Let’s be clear from the start: this article is not about which things to plant first for the year, but which to plant first in the spring. For those of us in the northern hemisphere, spring officially begins some time in March, depending on what seasonal gauge one chooses. For our purposes (growing food), we’ll be calling spring the time immediately following the final frost of the year. For some lucky folks, this will be slightly before March; for others, the wait could push much later.
There are many plants that will tolerate colder, even freezing temperatures. Onions, peas, and spinach are happy to be planted as soon as the ground is defrosted enough to allow it. Other plants, like kale and broccoli, will tolerate some light frosts and prefer earlier sowing so that they can reach maturity before the summer sizzle really gets going. But, right now, we are talking about those plants that have been anxiously waiting for the frosts to subside. These are the first seeds we should plant in spring.
As soon as the frost is out of the way, seed potatoes should be sown. They’ll do best in loose, well-drained, rich soil that is kept moist and mulched. Potatoes like cool weather, but they don’t dig it when temperatures drop much below freezing. If it gets really hot, they’ll simply keel over. So, get them in as early as possible and enjoy potato salad at those summer barbecues.
Radishes can actually go in the ground a little sooner, but they are a fast-growing vegetable that should be planted often. Sowing them every couple of weeks will keep those spring salads zesty, with a spicy crunch and vibrant color. Radishes make great companion plants for many vegetables, so they are something to put all around the garden.
In the same family as spinach, a real wintertime warrior, beets require a little bit warmer temperatures (getting toward 50 degrees) to start. Planting tips include taking it easy on the nitrogen, as it will cause bigger leaves but smaller bulbs, and making sure that the soil is otherwise nutrient-rich. A spring leaf compost would likely be spot on for beets, and the seeds should be planted directly in the garden.
Not most popular of veggies, turnips — the roots — are actually very delicious, easy-going vegetables that can add something different to the mix. And, the greens are amazing, especially in those spring temperatures that are still dipping into the 40s. Turnip greens sweeten a little in the crisp air, so it’s better to get them in before the summer scorches everything.

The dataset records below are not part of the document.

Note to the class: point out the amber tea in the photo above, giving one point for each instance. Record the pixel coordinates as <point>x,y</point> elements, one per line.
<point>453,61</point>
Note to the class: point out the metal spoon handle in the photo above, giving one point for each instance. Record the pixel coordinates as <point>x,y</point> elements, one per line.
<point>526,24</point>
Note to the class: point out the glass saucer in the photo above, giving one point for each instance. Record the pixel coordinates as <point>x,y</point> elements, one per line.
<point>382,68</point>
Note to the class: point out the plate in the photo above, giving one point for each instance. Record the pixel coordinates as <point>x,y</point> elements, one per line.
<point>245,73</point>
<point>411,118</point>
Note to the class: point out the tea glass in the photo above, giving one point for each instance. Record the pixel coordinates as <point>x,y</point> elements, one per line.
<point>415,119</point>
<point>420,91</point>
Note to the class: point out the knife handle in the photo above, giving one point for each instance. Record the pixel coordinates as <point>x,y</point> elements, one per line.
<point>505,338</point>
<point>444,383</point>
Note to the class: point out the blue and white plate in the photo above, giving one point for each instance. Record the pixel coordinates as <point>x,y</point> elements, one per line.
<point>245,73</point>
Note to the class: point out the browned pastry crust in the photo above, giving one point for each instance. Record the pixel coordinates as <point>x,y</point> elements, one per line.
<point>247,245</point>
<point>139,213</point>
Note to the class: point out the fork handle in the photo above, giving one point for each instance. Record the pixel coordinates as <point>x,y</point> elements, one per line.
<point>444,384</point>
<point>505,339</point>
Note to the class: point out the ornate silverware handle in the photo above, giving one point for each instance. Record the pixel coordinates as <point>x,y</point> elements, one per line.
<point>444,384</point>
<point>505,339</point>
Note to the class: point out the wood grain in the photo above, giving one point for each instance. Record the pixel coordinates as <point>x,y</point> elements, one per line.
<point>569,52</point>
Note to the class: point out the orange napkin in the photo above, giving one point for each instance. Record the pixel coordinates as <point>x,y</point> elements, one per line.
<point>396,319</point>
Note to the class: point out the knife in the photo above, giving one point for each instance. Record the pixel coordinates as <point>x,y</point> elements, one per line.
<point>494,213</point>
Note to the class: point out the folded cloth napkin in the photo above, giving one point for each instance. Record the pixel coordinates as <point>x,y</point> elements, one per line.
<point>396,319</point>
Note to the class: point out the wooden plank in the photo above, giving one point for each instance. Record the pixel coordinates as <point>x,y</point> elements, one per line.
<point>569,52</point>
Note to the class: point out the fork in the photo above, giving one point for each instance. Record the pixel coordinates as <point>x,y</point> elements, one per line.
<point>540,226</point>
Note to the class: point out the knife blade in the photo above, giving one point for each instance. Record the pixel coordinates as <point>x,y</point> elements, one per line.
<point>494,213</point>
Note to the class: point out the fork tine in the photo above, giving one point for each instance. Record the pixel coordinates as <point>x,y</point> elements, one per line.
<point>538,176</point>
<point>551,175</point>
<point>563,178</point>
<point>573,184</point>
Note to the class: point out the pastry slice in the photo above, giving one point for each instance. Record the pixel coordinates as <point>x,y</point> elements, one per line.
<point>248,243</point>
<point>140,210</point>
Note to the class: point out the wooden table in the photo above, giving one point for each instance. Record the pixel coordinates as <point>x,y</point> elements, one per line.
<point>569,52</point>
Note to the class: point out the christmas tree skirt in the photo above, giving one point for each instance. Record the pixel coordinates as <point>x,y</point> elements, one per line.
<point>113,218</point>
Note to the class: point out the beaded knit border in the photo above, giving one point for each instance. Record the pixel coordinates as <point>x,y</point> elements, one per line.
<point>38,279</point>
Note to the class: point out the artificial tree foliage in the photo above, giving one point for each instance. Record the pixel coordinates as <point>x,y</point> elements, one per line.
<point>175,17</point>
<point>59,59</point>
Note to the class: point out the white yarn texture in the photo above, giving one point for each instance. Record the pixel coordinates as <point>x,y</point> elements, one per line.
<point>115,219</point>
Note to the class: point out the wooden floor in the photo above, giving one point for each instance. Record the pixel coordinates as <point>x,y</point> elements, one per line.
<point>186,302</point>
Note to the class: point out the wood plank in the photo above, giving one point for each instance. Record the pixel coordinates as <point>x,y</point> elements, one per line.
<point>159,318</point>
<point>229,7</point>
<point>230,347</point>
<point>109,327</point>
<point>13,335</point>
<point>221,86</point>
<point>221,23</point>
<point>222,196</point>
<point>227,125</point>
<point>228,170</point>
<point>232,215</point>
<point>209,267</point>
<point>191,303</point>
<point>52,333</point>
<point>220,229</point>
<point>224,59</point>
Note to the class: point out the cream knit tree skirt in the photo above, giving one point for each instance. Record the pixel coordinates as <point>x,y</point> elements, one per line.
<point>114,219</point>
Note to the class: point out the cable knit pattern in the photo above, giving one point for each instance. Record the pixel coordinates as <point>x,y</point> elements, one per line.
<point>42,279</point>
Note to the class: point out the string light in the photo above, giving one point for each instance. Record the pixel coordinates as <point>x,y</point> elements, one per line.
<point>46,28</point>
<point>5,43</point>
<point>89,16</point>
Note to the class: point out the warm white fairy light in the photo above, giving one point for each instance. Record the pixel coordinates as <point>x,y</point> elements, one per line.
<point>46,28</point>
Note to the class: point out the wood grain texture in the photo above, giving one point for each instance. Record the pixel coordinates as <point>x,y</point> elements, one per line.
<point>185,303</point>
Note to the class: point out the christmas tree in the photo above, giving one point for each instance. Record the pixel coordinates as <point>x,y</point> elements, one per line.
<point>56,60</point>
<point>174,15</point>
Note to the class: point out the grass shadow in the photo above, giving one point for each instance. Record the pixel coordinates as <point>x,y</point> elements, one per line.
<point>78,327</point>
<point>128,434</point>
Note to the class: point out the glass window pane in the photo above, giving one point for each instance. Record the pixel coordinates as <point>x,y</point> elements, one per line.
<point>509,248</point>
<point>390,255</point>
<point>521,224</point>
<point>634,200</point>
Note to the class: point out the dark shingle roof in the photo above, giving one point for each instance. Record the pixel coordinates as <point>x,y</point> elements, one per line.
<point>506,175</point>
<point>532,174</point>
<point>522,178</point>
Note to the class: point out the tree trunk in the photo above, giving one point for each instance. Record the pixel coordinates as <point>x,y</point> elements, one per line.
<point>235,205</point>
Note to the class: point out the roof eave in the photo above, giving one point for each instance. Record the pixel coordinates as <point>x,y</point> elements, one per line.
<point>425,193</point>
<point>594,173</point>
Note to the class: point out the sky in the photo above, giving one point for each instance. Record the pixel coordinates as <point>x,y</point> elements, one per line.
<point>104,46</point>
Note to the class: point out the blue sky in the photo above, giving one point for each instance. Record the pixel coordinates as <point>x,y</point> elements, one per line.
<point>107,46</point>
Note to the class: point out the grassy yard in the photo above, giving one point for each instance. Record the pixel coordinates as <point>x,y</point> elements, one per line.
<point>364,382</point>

Chard can be a beautiful, colorful addition to gardens, with some varieties almost like a full-fledged ornamental plants. Nevertheless, they are delicious and highly nutritious, and they want to be put in the ground when temperatures are at about that 50-degree mark, the same as beets, which they actually are but lacking the edible bulb. Sow them directly in the ground.
Nothing says the season has begun quite so definitely as a fresh, green salad. Lettuces can tolerate an occasional frost, and loose-leaf varieties come up really quickly. Within the a few weeks, keen gardeners will be enjoying the bounty of spring. Lettuce loves very fertile soil and a lot of water.
Cauliflower & Cabbage
Cauliflower and cabbage are close relatives, and they work very similarly in the garden, and they should actually be planted around two weeks before the final frost, but they could be squeezed in a tiny bit later. Fall crops are said to be more productive than spring, but spring plantings can provide heads within about ten weeks.
Once this group is in the ground and the early winter sowings are showing some promise, it’s time to start thinking about the summertime selection, all those delicious tomatoes and peppers and cucumbers coming soon. That’s the beauty of gardening at home – something new and fresh and plentiful is just a few weeks away!